奨励賞に選ばれた中村萌乃さん=益田市高津3丁目、益田翔陽高校
奨励賞に選ばれた中村萌乃さん=益田市高津3丁目、益田翔陽高校

 新聞記事を家族や友達と一緒に読んで感想を聞き、自分の意見をまとめる日本新聞協会主催のNIE事業「いっしょに読もう!新聞コンクール」の入賞者・学校が25日発表され、島根県から益田翔陽高校3年の中村萌乃さん(18)が奨励賞に、同校が学校奨励賞に選ばれた。

 中村さんは同県吉賀町で民家など22棟を焼いた火事の後始末で、住民約150人がごみの分別や焼けた家財道具の運び出しに汗を流す様子を伝えた5月19日付の山陰中央新報の記事を取り上げた。「町内の方がボランティアを行っていて、人と人とが助け合える、とても優しい町」だと思ったとの感想や、記事について母親と話した結果として、自分の住む美都町でも助け合えるような人とのつながりを持ちたいとの意見をつづった。

 中村さんは「自分の感想を形にしたものが入賞してうれしい。これを機に新聞を読んでいきたい」と話した。

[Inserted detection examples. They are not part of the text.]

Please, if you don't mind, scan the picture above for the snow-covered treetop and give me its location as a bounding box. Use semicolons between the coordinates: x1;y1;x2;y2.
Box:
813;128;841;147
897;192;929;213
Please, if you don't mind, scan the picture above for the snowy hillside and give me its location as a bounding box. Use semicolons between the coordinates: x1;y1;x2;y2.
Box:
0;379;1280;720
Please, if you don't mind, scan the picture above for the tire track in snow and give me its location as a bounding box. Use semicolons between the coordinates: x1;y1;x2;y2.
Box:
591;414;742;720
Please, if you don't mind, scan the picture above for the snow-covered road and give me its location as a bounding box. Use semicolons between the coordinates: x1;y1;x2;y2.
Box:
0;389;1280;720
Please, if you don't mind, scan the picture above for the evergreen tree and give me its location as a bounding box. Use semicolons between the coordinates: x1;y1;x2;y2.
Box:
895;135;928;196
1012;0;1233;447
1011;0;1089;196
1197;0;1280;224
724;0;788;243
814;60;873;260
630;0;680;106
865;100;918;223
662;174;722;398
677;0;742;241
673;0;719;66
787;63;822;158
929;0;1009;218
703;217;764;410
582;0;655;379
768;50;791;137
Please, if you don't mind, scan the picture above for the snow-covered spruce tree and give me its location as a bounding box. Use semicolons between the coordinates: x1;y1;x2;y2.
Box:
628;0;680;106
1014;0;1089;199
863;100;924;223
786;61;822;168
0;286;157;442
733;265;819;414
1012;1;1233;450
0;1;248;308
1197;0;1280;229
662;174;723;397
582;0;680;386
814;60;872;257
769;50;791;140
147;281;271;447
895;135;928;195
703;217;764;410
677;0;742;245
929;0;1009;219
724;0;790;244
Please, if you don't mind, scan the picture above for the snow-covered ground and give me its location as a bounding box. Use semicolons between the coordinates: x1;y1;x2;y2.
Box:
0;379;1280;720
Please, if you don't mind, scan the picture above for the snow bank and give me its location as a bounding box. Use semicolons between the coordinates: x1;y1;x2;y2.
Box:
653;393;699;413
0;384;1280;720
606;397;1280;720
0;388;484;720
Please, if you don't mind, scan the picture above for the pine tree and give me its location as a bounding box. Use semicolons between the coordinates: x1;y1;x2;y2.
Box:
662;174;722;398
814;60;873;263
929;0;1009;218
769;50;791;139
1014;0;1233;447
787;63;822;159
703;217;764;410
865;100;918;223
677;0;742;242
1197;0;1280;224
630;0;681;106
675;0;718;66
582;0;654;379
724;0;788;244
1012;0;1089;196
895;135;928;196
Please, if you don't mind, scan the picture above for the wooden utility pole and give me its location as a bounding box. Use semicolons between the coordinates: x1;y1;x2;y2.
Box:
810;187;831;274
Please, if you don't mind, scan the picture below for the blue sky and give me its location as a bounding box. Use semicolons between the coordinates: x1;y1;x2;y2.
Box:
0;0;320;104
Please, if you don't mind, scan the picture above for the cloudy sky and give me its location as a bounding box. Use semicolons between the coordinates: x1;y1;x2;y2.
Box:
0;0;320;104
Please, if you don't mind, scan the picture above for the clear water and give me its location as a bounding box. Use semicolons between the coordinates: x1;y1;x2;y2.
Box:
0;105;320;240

 コンクールには全国の小学校、中学校、高校・高専から過去最多の5万7561編が寄せられ、島根県からは過去2番目に多い237件の応募があった。地域審査(県内分)の結果は後日掲載する。

 全国では最優秀賞3編、審査員特別賞1編、優秀賞30編、奨励賞118編、優秀学校賞15校、学校奨励賞182校が選ばれた。

 鳥取県からは琴浦町立船上小学校5年の山本圭悟君が奨励賞に選ばれた。